Home > Blockchain >  merge grouped results into one document in Mongo
merge grouped results into one document in Mongo

Time:03-22

I have a document that looks like this

  {
    "_id": {
      "$oid": "6187e5fa4ebcc2db6c86081f"
    },
    "publicId": "S23DCL",
    "flights": [
      {
        "name": "f1",
        "_id": {
          "$oid": "620026293fc350024da614dd"
        },
        "wines": [
          {
            "id": "1",
            "name": "wine1"
          },
          {
            "id": "2",
            "name": "wine2"
          }
        ]
      },
      {
        "name": "f2",
        "_id": {
          "$oid": "6200263c3fc350024da614de"
        },
        "wines": [
          {
            "id": "3",
            "name": "leVin"
          },
          {
            "id": "4",
            "name": "theWine"
          }
        ]
      }
    ],
    "title": "Pinot Noir 2022",
    "scores": [
      {
        "userId": "f8Dv",
        "userName": "gugus",
        "scores": [
          {
            "score": 95,
            "wineId": "1"
          },
          {
            "score": 88,
            "wineId": "2"
          }
        ]
      },
      {
        "userId": "yLjh",
        "userName": "test",
        "scores": [
          {
            "score": 92,
            "wineId": "1"
          },
          {
            "score": 87,
            "wineId": "2"
          }
        ]
      },
      {
        "userId": "B6em",
        "userName": "jklsdf",
        "scores": [
          {
            "score": 88,
            "wineId": "1"
          },
          {
            "score": 90,
            "wineId": "2"
          },
          {
            "score": 92,
            "wineId": "3"
          },
          {
            "score": 86,
            "wineId": "4"
          }
        ],
        "isFinished": false
      }
    ],
  }

I if it's too long for the question I can shorten it.
The whole document and query can also be found in mongoplayground

What I want to do is to create a scoreboard for all wines, meaning caluclating avg etc. for every wine, while still having just one document.

Something like this

{
  "title": "Pinot Noir 2022"
  "results": [
    {
       "wine": {
          "flightName": "f1",
           "wineIndex": 1,
           "name": "wine1",
           "wineId": "1"
        },
        "avg": 90,
        "scores": [
           {
        "scores": {
          "score": 87,
          "wineId": "1"
        },
        "userId": "yLjh",
        "userName": "test"
      },
        ] 
    }
   ]
}

I'm almost there but struggle with the part were I want a single result document after I grouped it.
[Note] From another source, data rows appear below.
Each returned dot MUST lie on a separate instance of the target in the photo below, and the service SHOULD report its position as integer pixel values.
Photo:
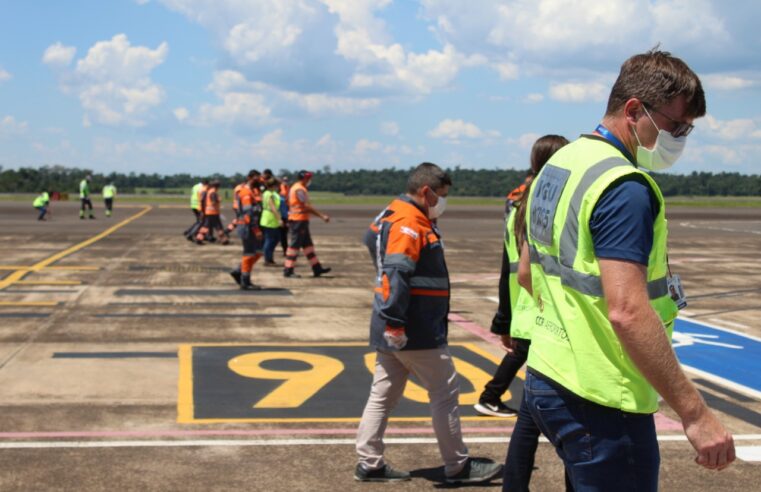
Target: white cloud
(10, 127)
(251, 104)
(525, 141)
(576, 92)
(181, 114)
(507, 70)
(736, 129)
(534, 97)
(454, 130)
(364, 146)
(390, 128)
(237, 109)
(58, 55)
(726, 82)
(112, 81)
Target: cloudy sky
(225, 85)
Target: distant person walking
(41, 203)
(197, 195)
(408, 330)
(249, 232)
(84, 197)
(299, 210)
(284, 189)
(271, 220)
(596, 262)
(109, 192)
(212, 207)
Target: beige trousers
(436, 373)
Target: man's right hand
(714, 444)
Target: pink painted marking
(473, 328)
(239, 432)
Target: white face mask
(664, 153)
(436, 211)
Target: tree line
(467, 182)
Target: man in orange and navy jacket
(408, 330)
(299, 210)
(249, 232)
(212, 207)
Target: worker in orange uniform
(299, 210)
(236, 199)
(211, 221)
(284, 189)
(516, 195)
(249, 232)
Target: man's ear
(632, 110)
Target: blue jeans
(519, 462)
(602, 448)
(271, 238)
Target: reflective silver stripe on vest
(430, 282)
(569, 240)
(586, 284)
(400, 261)
(590, 285)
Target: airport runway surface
(130, 361)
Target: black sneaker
(383, 474)
(498, 409)
(318, 270)
(476, 470)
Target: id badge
(676, 291)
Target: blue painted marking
(726, 354)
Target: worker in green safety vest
(109, 192)
(84, 197)
(41, 203)
(596, 263)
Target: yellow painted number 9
(298, 386)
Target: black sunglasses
(680, 130)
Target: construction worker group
(42, 201)
(266, 212)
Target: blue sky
(206, 86)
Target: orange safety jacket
(298, 197)
(202, 196)
(412, 289)
(236, 202)
(211, 204)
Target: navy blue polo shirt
(622, 221)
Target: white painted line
(748, 453)
(738, 333)
(281, 442)
(724, 382)
(730, 323)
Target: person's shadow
(436, 475)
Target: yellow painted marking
(49, 282)
(19, 274)
(323, 420)
(55, 267)
(413, 391)
(28, 303)
(298, 386)
(185, 404)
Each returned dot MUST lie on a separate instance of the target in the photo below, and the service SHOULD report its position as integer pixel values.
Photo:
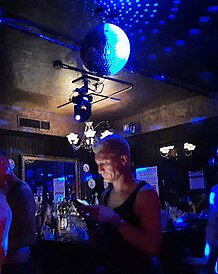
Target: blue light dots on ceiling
(204, 19)
(213, 9)
(194, 31)
(180, 43)
(126, 14)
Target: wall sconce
(89, 135)
(172, 152)
(189, 148)
(168, 152)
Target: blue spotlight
(204, 19)
(213, 9)
(194, 31)
(180, 43)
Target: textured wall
(60, 125)
(175, 114)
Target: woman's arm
(5, 222)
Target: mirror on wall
(52, 178)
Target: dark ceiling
(173, 56)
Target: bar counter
(67, 256)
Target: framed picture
(55, 177)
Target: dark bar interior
(108, 137)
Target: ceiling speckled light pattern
(163, 34)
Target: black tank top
(111, 240)
(126, 209)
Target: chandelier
(173, 152)
(89, 135)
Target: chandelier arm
(116, 92)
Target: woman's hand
(102, 214)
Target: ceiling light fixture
(173, 152)
(89, 135)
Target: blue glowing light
(211, 161)
(207, 250)
(171, 16)
(162, 22)
(142, 38)
(168, 49)
(160, 77)
(152, 57)
(155, 31)
(141, 169)
(213, 9)
(77, 117)
(198, 119)
(112, 54)
(211, 199)
(194, 31)
(180, 43)
(204, 19)
(175, 9)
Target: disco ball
(105, 49)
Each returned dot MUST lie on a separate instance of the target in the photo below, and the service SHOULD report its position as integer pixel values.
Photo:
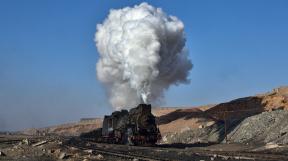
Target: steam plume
(141, 54)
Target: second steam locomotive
(134, 127)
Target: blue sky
(48, 56)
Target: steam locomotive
(134, 127)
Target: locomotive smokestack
(141, 54)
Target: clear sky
(48, 56)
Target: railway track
(244, 155)
(141, 153)
(121, 154)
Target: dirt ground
(52, 148)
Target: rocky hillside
(240, 114)
(206, 123)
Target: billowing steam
(141, 54)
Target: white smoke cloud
(142, 53)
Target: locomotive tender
(134, 127)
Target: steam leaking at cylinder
(141, 54)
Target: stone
(90, 151)
(39, 143)
(99, 157)
(25, 141)
(63, 156)
(2, 154)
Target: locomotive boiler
(134, 127)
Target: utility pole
(225, 127)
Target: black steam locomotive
(136, 127)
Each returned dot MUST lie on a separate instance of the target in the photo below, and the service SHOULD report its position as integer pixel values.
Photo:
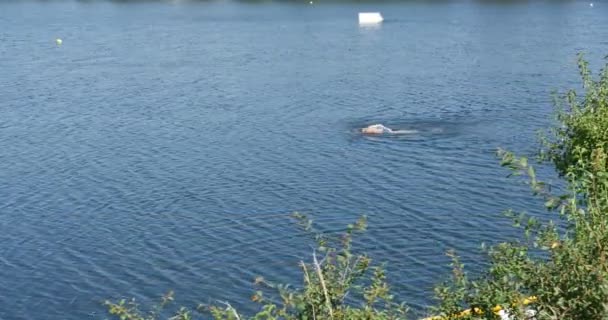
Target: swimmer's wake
(381, 129)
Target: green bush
(564, 270)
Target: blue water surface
(164, 144)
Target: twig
(320, 274)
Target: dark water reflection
(164, 146)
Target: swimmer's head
(374, 129)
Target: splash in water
(382, 129)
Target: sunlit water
(163, 146)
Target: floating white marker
(370, 17)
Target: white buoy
(370, 17)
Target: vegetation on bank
(550, 273)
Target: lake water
(164, 145)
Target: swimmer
(381, 129)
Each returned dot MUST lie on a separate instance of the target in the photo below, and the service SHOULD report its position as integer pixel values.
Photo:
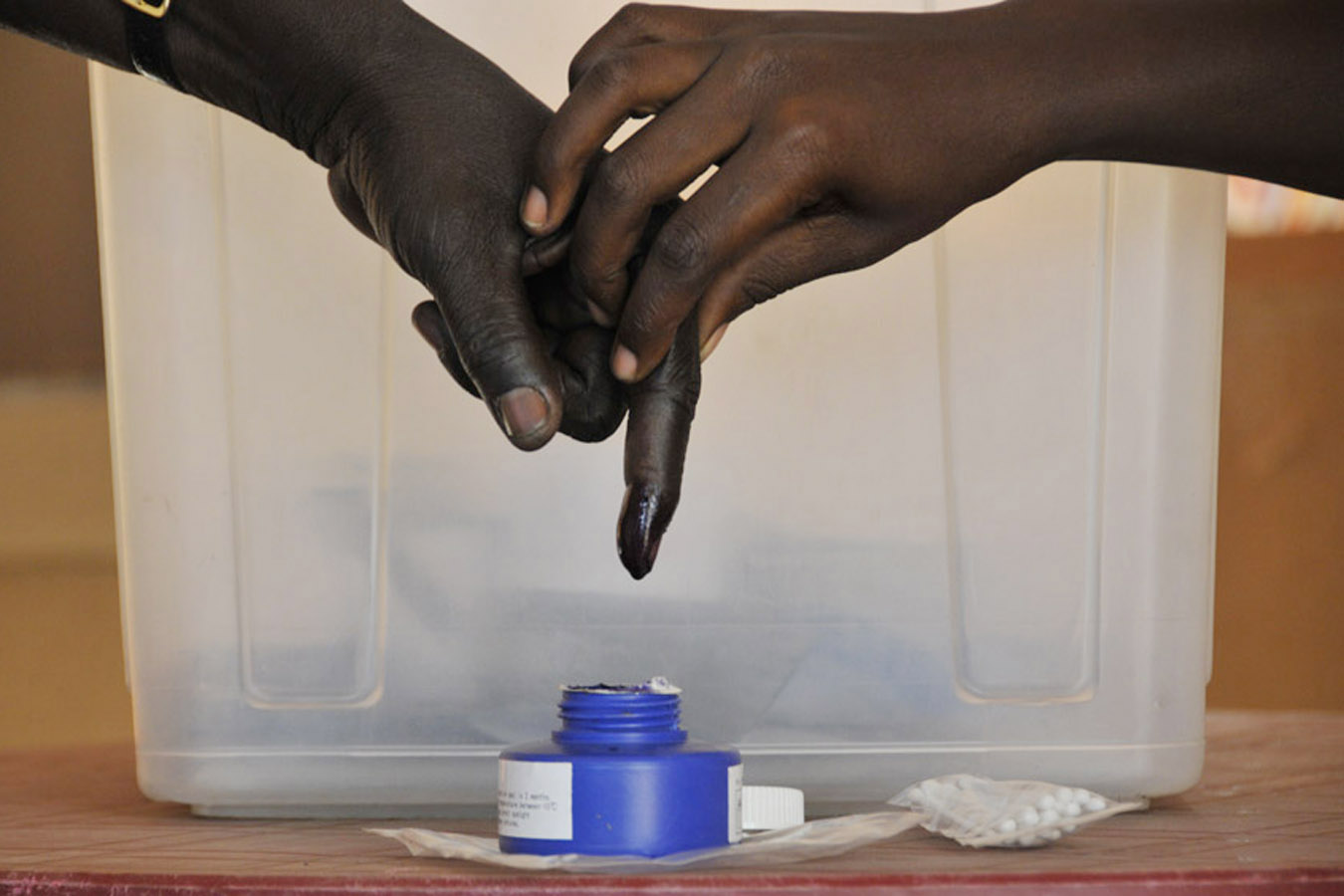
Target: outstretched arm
(840, 137)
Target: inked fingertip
(640, 528)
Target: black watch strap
(146, 43)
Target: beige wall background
(1279, 594)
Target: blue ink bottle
(620, 778)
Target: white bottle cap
(771, 807)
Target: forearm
(291, 66)
(1240, 87)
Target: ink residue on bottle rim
(657, 684)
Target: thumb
(500, 345)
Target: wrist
(289, 66)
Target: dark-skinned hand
(840, 137)
(427, 146)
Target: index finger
(656, 439)
(621, 85)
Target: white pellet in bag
(979, 811)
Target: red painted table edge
(1277, 880)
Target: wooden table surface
(1267, 817)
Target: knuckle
(761, 62)
(632, 16)
(759, 289)
(680, 247)
(802, 130)
(620, 179)
(611, 73)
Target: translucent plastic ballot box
(953, 512)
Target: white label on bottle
(537, 799)
(736, 803)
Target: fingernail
(624, 364)
(599, 315)
(523, 411)
(644, 519)
(713, 342)
(534, 210)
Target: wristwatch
(146, 43)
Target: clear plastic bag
(980, 811)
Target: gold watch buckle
(153, 8)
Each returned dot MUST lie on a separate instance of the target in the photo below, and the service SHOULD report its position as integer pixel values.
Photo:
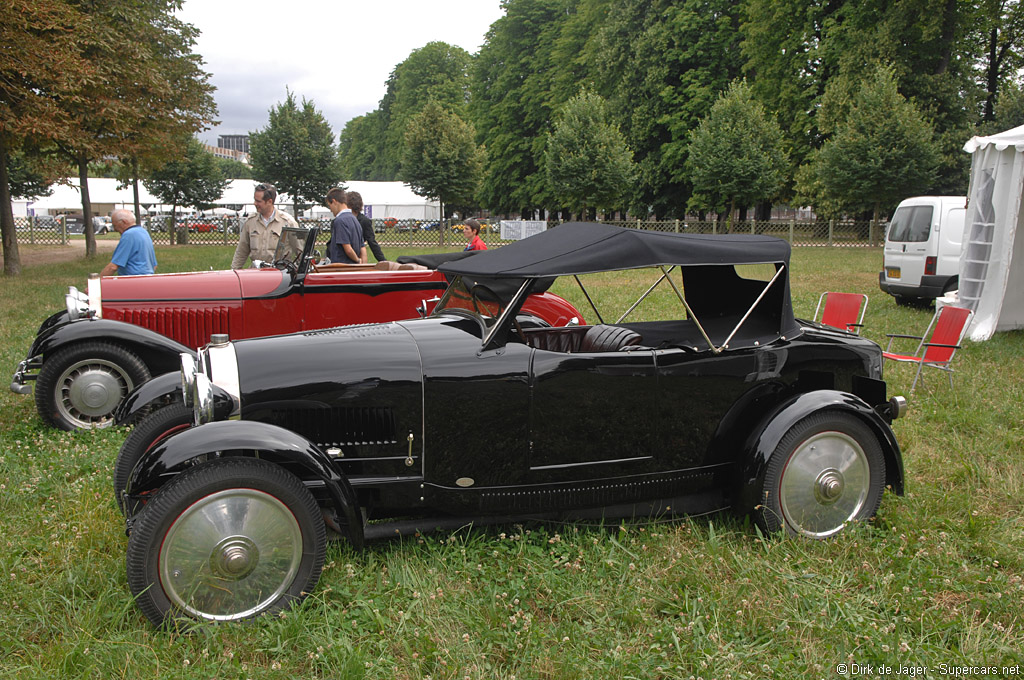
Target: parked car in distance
(923, 248)
(125, 329)
(361, 431)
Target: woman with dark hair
(471, 229)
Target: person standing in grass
(354, 202)
(134, 254)
(471, 229)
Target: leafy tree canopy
(736, 157)
(296, 152)
(882, 153)
(587, 161)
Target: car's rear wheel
(80, 386)
(827, 471)
(225, 541)
(151, 430)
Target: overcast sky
(337, 54)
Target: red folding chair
(843, 310)
(943, 335)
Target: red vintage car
(126, 329)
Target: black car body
(731, 404)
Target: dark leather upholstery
(608, 339)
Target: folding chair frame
(923, 348)
(850, 327)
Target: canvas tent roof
(991, 275)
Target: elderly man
(259, 236)
(134, 253)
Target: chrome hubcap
(825, 483)
(88, 391)
(230, 555)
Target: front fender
(157, 351)
(156, 391)
(766, 436)
(258, 440)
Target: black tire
(827, 470)
(225, 541)
(80, 386)
(150, 431)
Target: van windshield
(911, 223)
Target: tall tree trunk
(83, 180)
(134, 186)
(11, 257)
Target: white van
(923, 248)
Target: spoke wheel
(80, 386)
(826, 472)
(225, 541)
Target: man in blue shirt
(134, 253)
(346, 245)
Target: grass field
(935, 585)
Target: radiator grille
(188, 326)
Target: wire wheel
(225, 541)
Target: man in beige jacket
(259, 235)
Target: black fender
(156, 391)
(765, 437)
(257, 440)
(159, 352)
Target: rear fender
(159, 352)
(156, 391)
(766, 436)
(253, 439)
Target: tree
(151, 89)
(512, 107)
(195, 181)
(735, 157)
(660, 66)
(441, 160)
(587, 161)
(296, 152)
(41, 66)
(881, 153)
(359, 147)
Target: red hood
(193, 286)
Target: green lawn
(936, 580)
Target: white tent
(380, 199)
(991, 277)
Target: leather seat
(608, 339)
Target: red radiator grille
(190, 327)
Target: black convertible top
(587, 248)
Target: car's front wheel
(225, 541)
(151, 430)
(81, 385)
(827, 471)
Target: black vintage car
(731, 404)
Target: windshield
(291, 247)
(468, 297)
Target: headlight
(78, 304)
(215, 372)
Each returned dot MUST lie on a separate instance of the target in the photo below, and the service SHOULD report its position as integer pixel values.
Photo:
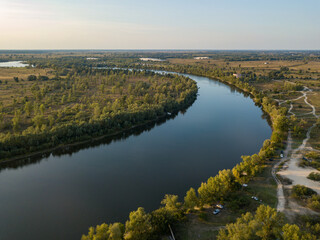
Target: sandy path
(280, 194)
(291, 170)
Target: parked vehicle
(219, 206)
(216, 211)
(255, 198)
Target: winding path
(291, 170)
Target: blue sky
(163, 24)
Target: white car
(216, 211)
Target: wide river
(62, 194)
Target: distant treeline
(87, 103)
(152, 225)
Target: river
(59, 196)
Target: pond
(13, 64)
(61, 195)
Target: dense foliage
(217, 188)
(87, 103)
(265, 224)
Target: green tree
(138, 227)
(191, 199)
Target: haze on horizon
(175, 24)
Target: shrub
(314, 176)
(300, 191)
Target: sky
(161, 24)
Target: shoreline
(40, 153)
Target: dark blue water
(59, 197)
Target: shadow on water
(71, 149)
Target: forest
(75, 104)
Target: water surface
(60, 196)
(13, 64)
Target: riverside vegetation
(41, 112)
(226, 187)
(265, 224)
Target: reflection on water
(13, 64)
(60, 195)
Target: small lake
(60, 196)
(13, 64)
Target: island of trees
(77, 104)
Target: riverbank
(74, 123)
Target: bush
(300, 191)
(314, 202)
(203, 216)
(314, 176)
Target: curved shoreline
(40, 153)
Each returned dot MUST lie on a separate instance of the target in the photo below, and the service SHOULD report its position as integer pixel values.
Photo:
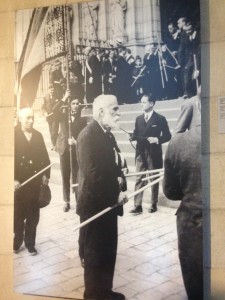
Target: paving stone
(147, 258)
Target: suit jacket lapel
(151, 121)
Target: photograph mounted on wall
(108, 132)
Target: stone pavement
(147, 262)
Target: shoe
(66, 207)
(152, 209)
(114, 296)
(16, 250)
(137, 210)
(32, 251)
(82, 262)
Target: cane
(35, 175)
(125, 200)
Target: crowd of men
(90, 155)
(168, 69)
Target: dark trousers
(100, 247)
(26, 218)
(66, 173)
(189, 83)
(53, 126)
(190, 245)
(143, 163)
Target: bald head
(105, 111)
(26, 118)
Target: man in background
(31, 157)
(151, 131)
(182, 181)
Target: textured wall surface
(213, 86)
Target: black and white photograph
(107, 168)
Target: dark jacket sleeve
(171, 181)
(165, 135)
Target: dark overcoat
(98, 171)
(155, 127)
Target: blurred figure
(182, 181)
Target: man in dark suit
(151, 131)
(182, 181)
(64, 140)
(123, 77)
(31, 157)
(53, 124)
(100, 183)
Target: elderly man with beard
(100, 183)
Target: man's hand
(121, 182)
(45, 180)
(16, 185)
(153, 140)
(72, 141)
(66, 96)
(122, 199)
(196, 74)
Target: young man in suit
(151, 131)
(100, 183)
(31, 157)
(53, 123)
(64, 142)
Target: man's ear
(101, 112)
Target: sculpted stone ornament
(90, 20)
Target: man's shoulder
(37, 133)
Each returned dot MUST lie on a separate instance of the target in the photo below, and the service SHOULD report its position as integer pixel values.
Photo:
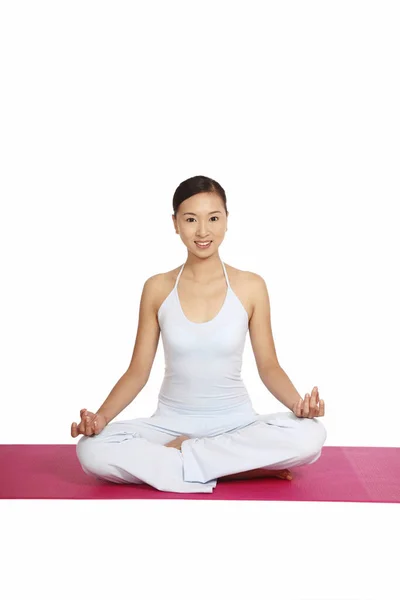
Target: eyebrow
(211, 213)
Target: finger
(88, 427)
(96, 427)
(297, 408)
(306, 407)
(313, 400)
(321, 408)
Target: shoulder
(158, 286)
(247, 278)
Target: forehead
(202, 203)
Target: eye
(214, 217)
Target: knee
(88, 455)
(313, 435)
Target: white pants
(133, 451)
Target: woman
(205, 428)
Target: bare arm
(138, 372)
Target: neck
(203, 270)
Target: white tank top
(203, 361)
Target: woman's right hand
(91, 424)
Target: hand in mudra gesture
(310, 406)
(91, 424)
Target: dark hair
(196, 185)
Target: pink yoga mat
(341, 474)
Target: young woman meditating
(205, 428)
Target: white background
(105, 107)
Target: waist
(207, 405)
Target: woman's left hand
(311, 406)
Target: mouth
(203, 245)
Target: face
(201, 217)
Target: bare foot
(177, 442)
(260, 473)
(281, 474)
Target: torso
(201, 303)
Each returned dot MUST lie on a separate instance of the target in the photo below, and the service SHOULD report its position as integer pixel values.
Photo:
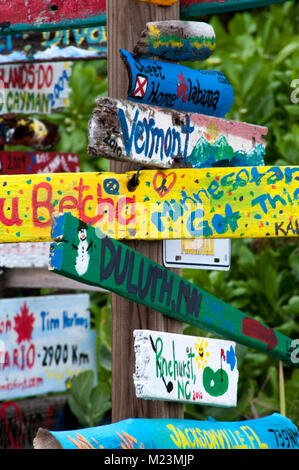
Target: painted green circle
(215, 383)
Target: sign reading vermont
(44, 343)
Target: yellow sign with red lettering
(249, 202)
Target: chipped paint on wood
(36, 133)
(82, 253)
(160, 138)
(175, 86)
(176, 41)
(186, 369)
(13, 163)
(250, 202)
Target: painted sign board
(252, 202)
(47, 340)
(197, 253)
(270, 432)
(176, 86)
(24, 255)
(176, 40)
(84, 254)
(164, 3)
(195, 8)
(185, 369)
(62, 45)
(46, 15)
(35, 88)
(12, 163)
(161, 138)
(38, 134)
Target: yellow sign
(251, 202)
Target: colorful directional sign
(160, 138)
(271, 432)
(34, 88)
(252, 202)
(195, 8)
(175, 86)
(46, 15)
(61, 45)
(12, 163)
(185, 368)
(35, 133)
(84, 254)
(164, 3)
(45, 341)
(176, 40)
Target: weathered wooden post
(126, 19)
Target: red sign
(12, 163)
(16, 15)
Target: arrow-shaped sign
(84, 254)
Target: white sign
(197, 253)
(46, 341)
(35, 87)
(24, 255)
(185, 368)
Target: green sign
(84, 254)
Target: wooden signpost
(163, 138)
(47, 341)
(176, 41)
(271, 432)
(185, 368)
(36, 133)
(46, 15)
(13, 163)
(253, 202)
(196, 8)
(34, 88)
(61, 45)
(83, 253)
(178, 87)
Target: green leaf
(81, 388)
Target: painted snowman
(82, 260)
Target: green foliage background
(258, 52)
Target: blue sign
(174, 86)
(271, 432)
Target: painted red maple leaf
(24, 324)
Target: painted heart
(215, 383)
(163, 183)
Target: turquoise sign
(271, 432)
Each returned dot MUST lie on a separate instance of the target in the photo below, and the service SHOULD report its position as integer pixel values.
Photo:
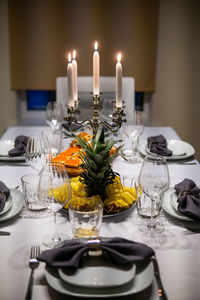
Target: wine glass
(38, 151)
(153, 182)
(54, 115)
(54, 191)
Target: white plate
(169, 198)
(180, 149)
(7, 206)
(6, 146)
(17, 204)
(97, 273)
(143, 278)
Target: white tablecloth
(179, 262)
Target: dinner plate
(17, 204)
(180, 149)
(6, 146)
(7, 206)
(96, 272)
(169, 198)
(117, 217)
(142, 279)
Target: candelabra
(94, 122)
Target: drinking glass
(55, 140)
(85, 214)
(153, 181)
(54, 115)
(38, 151)
(130, 135)
(54, 192)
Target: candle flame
(69, 57)
(119, 56)
(96, 45)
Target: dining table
(177, 255)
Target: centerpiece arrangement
(97, 177)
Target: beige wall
(177, 98)
(7, 98)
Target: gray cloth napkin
(188, 199)
(20, 146)
(158, 144)
(4, 194)
(116, 250)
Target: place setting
(172, 149)
(182, 202)
(13, 150)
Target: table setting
(82, 218)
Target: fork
(161, 292)
(33, 264)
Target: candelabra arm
(110, 127)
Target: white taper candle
(70, 82)
(96, 70)
(74, 64)
(119, 82)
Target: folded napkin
(4, 193)
(158, 144)
(188, 199)
(115, 250)
(20, 146)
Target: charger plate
(142, 279)
(98, 273)
(181, 149)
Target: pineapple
(96, 164)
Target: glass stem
(56, 237)
(152, 221)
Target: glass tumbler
(30, 189)
(85, 214)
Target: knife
(161, 292)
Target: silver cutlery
(161, 292)
(33, 264)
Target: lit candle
(119, 82)
(74, 64)
(70, 82)
(96, 67)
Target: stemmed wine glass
(54, 191)
(153, 182)
(54, 115)
(38, 151)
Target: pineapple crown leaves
(96, 159)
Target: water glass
(54, 192)
(85, 214)
(152, 183)
(38, 151)
(55, 140)
(54, 115)
(30, 190)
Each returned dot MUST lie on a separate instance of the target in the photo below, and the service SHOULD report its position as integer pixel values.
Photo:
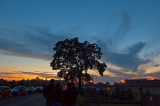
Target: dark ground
(28, 100)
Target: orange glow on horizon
(147, 77)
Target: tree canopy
(73, 59)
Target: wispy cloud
(27, 41)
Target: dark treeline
(40, 82)
(32, 82)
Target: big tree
(73, 59)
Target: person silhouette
(48, 92)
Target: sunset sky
(128, 32)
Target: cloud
(27, 41)
(42, 74)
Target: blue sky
(128, 31)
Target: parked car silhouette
(5, 91)
(39, 88)
(31, 89)
(19, 90)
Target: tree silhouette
(73, 59)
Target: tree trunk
(79, 84)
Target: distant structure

the wineId within scores coresponds to the id in flights.wines

Here is what I have so far

db.collection.aggregate([
  {
    "$match": {
      "publicId": "S23DCL"
    }
  },
  {
    "$project": {
      "scores": "$scores",
      "publicId": "$publicId"
    }
  },
  {
    "$unwind": "$scores"
  },
  {
    "$unwind": "$scores.scores"
  },
  {
    $lookup: {
      from: "collection",
      let: {
        wId: "$scores.scores.wineId",
        "tastingId": "$_id"
      },
      pipeline: [
        {
          "$unwind": "$flights"
        },
        {
          "$unwind": {
            "path": "$flights.wines",
            "includeArrayIndex": "index"
          }
        },
        {
          $match: {
            $expr: {
              "$and": [
                {
                  "$eq": [
                    "$flights.wines.id",
                    "$$wId"
                  ]
                },
                {
                  "$eq": [
                    "$_id",
                    "$$tastingId"
                  ]
                }
              ]
            },
            
          }
        },
        {
          $project: {
            _id: 0,
            "name": "$flights.wines.name",
            "flight": "$flights.name",
            "wineId": "$flights.wines.id",
            "index": "$index"
          }
        }
      ],
      as: "wine"
    }
  },
  {
    "$replaceRoot": {
      "newRoot": {
        "$mergeObjects": [
          {
            "_id": "$_id",
            "scores": "$scores"
          },
          {
            "wine": {
              "$arrayElemAt": [
                "$wine",
                0
              ]
            }
          }
        ]
      }
    }
  },
  {
    "$group": {
      "_id": "$wine",
      "avg": {
        "$avg": "$scores.scores.score"
      },
      "min": {
        "$min": "$scores.scores.score"
      },
      "max": {
        "$max": "$scores.scores.score"
      },
      "stddev": {
        "$stdDevPop": "$scores.scores.score"
      },
      "tmp": {
        "$max": 1
      },
      "scores": {
        "$addToSet": "$scores"
      }
    }
  }
])

This gives me data as seen in results above. But data like "title" is missing.
Note the tmp field. I tried to add this dummy field and group on it in later stage.
Since there will always only be one group (because tmp is static).
Like

// query from abive
,{
 "$group": {
  "$_id": "tmp"
  // add my grouped results from before into an array
}
}

So how can I add my grouped results into an array, so I don't get (n) groups back but one documents where the grouped results are in an array?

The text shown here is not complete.